Walker felt bad because he couldn't do more to make others feel good.

"You know, you don't want to sit there and go, 'why me, why me.' We had a lot of other stuff going on at the same time," he said. "It was just brutal. And then all that with me didn't help the morale of everybody. You feel like you've got a team at home, and when things are going bad you want to do well for them. It was tough. It was a tough blow for everybody. Not the way you want to start. But you've just got to persevere."

Fortunately, golfers are particularly equipped to deal with some struggles, because golf on a day-to-day basis is all about managing ebb and flow, ups and downs. "I think if anybody could do it, it would be a golfer," he said. "Dealing with adversity, I think it's not something that comes easy for us but I think easier than maybe some other sports, I don't know."

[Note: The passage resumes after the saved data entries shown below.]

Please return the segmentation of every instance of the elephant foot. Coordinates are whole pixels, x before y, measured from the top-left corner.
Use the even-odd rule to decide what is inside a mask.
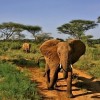
[[[73,94],[67,94],[67,98],[73,98]]]

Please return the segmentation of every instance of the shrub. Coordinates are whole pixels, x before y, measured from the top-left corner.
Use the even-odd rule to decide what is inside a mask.
[[[92,58],[93,58],[93,60],[99,60],[100,59],[100,50],[98,48],[93,49]]]
[[[43,56],[41,56],[40,58],[38,58],[38,66],[40,68],[44,68],[45,67],[45,59]]]
[[[21,44],[19,42],[14,42],[14,43],[11,44],[10,48],[11,49],[20,49]]]
[[[14,59],[12,60],[12,62],[16,65],[24,66],[24,67],[32,67],[37,64],[35,61],[26,60],[24,58]]]

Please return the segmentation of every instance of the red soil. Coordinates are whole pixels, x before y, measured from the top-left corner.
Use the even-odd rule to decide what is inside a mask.
[[[42,100],[100,100],[100,80],[93,79],[91,76],[80,70],[73,69],[78,79],[73,81],[72,93],[74,98],[66,97],[67,83],[62,79],[62,73],[58,74],[58,82],[55,90],[47,90],[45,77],[39,68],[29,68],[31,80],[37,82],[39,93]],[[84,84],[79,84],[79,82]],[[79,88],[82,87],[81,89]]]

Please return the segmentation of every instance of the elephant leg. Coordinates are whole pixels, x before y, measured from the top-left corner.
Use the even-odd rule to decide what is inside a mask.
[[[57,82],[57,79],[58,79],[58,71],[59,69],[56,68],[54,70],[50,70],[50,84],[49,84],[49,90],[53,90],[54,89],[54,85],[56,84]]]
[[[39,61],[38,61],[39,62]],[[46,63],[45,64],[45,72],[44,72],[44,74],[43,74],[43,77],[45,77],[45,75],[47,74],[47,71],[49,71],[49,66],[48,66],[48,64]]]
[[[26,53],[28,53],[28,50],[26,49]]]
[[[66,71],[63,70],[63,78],[66,79],[68,78],[68,73]]]
[[[50,84],[50,69],[46,72],[46,84],[47,84],[47,88],[49,88],[49,84]]]
[[[43,76],[46,76],[46,84],[47,84],[47,88],[48,88],[49,87],[49,83],[50,83],[50,69],[49,69],[49,66],[48,66],[47,63],[45,65],[45,72],[44,72]]]
[[[73,97],[72,94],[72,68],[68,69],[68,78],[67,78],[67,97]]]

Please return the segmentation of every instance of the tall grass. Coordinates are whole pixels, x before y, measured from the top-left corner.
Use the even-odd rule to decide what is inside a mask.
[[[87,71],[94,77],[100,77],[100,44],[86,48],[86,53],[75,64],[77,68]]]
[[[36,83],[31,82],[25,72],[15,65],[0,62],[0,99],[1,100],[40,100]]]

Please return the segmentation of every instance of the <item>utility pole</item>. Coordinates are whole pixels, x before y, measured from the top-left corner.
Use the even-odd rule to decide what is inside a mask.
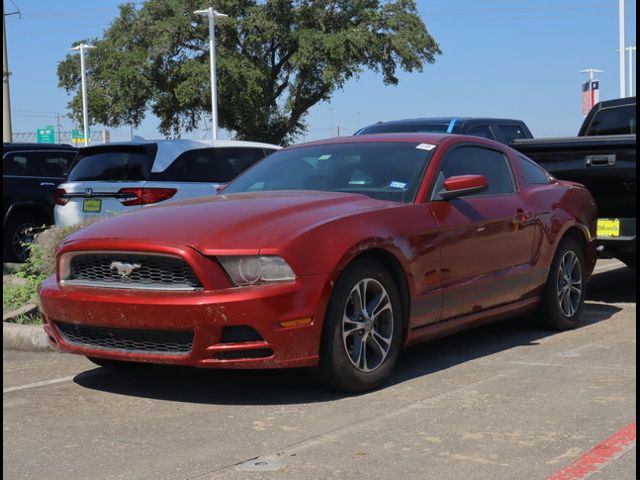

He paused. Then he pointed out that golf is filled with more downs than ups. Pessimism is just one of the many adversaries a player constantly either ignores, battles or resists, depending on its particular pull on a given day.

Optimism is the player's faithful companion. But Walker is too savvy to be seduced by its powers, either. Thursday was only one round, and he proved something to himself and to his fellow players. But there might not be a rainbow at the end of this week's tale.

"It's too early for that," Walker cautioned when asked about what potential redemption could be ahead on this tropical beachhead. "I just want to go out and keep playing well. You'd love for the fairy tale ending, but there's a lot of golf left. I feel good, and I hit it well, and I'm putting well. Just keep all that going and it'll be good."